Delia nearly said they were plenty of jobs in the north too, they weren’t living in black and white. But Emma didn’t generally do that London superiority thing, so Delia forgave her the odd slip.
‘Don’t! I’ll think about it,’ Delia said, ‘I promise.’
She wouldn’t, she was pacifying Emma. It was nice to think she was wanted. And it had been nice to toy with the idea of making Paul sit up and take notice. Realistically, there was no way Delia was adding ‘unemployed’ to her tick list of life achievements. London intimidated her. It was so gigantic. You were supposed to feel like you were in the middle of things, but you were never in the middle of it.
As she rang off and raised her eyes from the ground, they met those of a girl with a liquorice-black pudding basin haircut, bright pink lippy and a nervous, expectant expression. She’d been waiting for Delia to finish her call. She could quite conceivably be twenty-four.
Delia felt she might faint. Not here. Not now.
‘Excuse me?’
Delia’s mouth was dry and her heart pulsing: zha-zhoom zha-zhoom zha-zhoom zha-zhoom.
‘… Yes?’
‘Where did you get your dress? I love it.’
Relief flooded out of Delia like rainbow cosmic energy.
‘URBAN OUTFITTERS! IT WAS AGES AGO THOUGH, SORRY! Hahahaha,’ she squealed, while the girl looked politely startled at Delia being drunk. ‘Maybe try eBay?’
The girl smiled, clearly thinking: and maybe Betty Ford for you.
Even if she wasn’t going to London, Delia thought, as she trudged back into the office, shaky with fight-or-flight adrenaline, she couldn’t pretend Newcastle felt the best place for her either.

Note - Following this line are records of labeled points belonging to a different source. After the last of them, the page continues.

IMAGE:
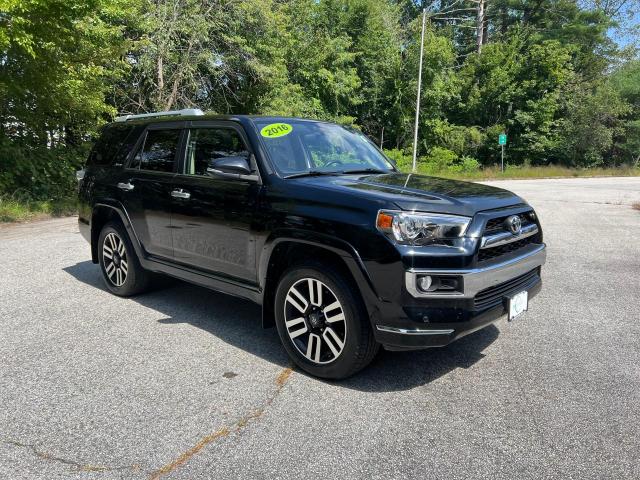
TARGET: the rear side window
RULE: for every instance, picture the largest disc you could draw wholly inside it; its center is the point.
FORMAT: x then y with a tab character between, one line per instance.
109	148
158	153
207	145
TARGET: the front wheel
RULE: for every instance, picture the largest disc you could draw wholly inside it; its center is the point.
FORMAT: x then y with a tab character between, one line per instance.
322	322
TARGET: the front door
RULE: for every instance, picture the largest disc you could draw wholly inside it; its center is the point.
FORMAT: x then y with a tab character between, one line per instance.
213	215
145	189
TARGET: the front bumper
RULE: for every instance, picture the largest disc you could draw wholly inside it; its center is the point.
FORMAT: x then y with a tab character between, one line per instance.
436	320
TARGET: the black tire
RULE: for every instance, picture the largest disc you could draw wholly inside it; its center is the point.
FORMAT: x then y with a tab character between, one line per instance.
135	279
358	343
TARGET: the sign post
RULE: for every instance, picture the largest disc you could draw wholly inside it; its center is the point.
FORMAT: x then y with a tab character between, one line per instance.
502	141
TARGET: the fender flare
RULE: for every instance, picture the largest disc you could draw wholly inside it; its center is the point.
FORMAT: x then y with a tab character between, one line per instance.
119	209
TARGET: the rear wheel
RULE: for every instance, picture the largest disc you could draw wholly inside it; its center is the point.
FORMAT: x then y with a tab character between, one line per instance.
322	322
121	270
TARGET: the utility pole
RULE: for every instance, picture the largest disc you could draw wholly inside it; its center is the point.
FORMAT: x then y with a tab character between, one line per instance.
480	25
415	128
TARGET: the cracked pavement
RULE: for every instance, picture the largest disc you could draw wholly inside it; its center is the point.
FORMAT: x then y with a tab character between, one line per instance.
183	382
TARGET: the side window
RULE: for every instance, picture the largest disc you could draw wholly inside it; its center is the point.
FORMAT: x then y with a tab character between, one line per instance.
158	153
109	144
206	145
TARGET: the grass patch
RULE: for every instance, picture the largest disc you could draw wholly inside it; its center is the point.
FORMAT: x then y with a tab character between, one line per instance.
12	210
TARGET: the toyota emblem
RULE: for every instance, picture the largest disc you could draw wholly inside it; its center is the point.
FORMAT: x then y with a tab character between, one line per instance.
514	224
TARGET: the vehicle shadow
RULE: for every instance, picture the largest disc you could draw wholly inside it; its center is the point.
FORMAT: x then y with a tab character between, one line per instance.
237	322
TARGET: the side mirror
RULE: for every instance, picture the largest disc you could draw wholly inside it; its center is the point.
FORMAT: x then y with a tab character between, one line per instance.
234	165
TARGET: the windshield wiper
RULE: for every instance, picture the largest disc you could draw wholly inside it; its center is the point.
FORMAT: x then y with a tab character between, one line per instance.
311	173
365	170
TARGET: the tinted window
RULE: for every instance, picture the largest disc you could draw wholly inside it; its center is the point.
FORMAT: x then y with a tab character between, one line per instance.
158	153
207	145
109	147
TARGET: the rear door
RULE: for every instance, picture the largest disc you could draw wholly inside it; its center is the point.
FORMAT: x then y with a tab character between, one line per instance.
212	214
146	184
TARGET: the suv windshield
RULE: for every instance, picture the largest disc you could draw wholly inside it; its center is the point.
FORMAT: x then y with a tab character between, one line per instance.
302	147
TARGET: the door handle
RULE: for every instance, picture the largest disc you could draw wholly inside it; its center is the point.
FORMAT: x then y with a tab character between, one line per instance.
180	193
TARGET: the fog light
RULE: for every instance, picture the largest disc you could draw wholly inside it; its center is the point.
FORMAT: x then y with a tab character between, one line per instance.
424	282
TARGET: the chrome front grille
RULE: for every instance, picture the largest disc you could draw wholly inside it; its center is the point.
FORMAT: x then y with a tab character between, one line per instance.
498	239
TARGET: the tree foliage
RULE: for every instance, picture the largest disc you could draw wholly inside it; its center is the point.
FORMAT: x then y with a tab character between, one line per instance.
549	73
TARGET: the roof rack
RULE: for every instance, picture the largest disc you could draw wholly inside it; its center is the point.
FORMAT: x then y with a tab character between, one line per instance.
187	112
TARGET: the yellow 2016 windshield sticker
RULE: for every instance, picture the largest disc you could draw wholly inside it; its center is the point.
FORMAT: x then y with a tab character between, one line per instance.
275	130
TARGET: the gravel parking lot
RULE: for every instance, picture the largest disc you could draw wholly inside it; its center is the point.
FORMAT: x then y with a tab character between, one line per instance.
183	382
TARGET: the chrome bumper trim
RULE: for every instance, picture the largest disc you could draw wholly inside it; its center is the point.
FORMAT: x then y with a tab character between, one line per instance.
477	279
503	238
414	331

Delia lay in the avocado bath and braced her toes on the taps, as she’d done a thousand times in her youth, looking at her burgundy nail varnish. She always wore dark red on her pale feet; it reminded her of a childhood fairy story about drops of blood on snow.
The house was quiet: Ralph was on a shift and her parents were at their weekly pub quiz.
In her reflection in the plastic-framed mirror at the end of the tub, she could see the hollows of her eyes as charcoal smudges, after flannelling off her black eyeliner. She’d worn make-up like it for so long, even she thought she looked peculiar without it, like a newborn mole.
Hmmm. Not so newly born any more. Not long till thirty-four. Delia hadn’t wanted to think about this until now, but there was something about being naked that forced her into stark honesty.
Here was the thought that had buzzed like a wasp at the edge of her thoughts, ever since the revelation about Celine.
If she wanted kids, Paul was still probably the safer option than re-launching herself back into the dating scene in her mid-thirties, hoping to find another solid prospect.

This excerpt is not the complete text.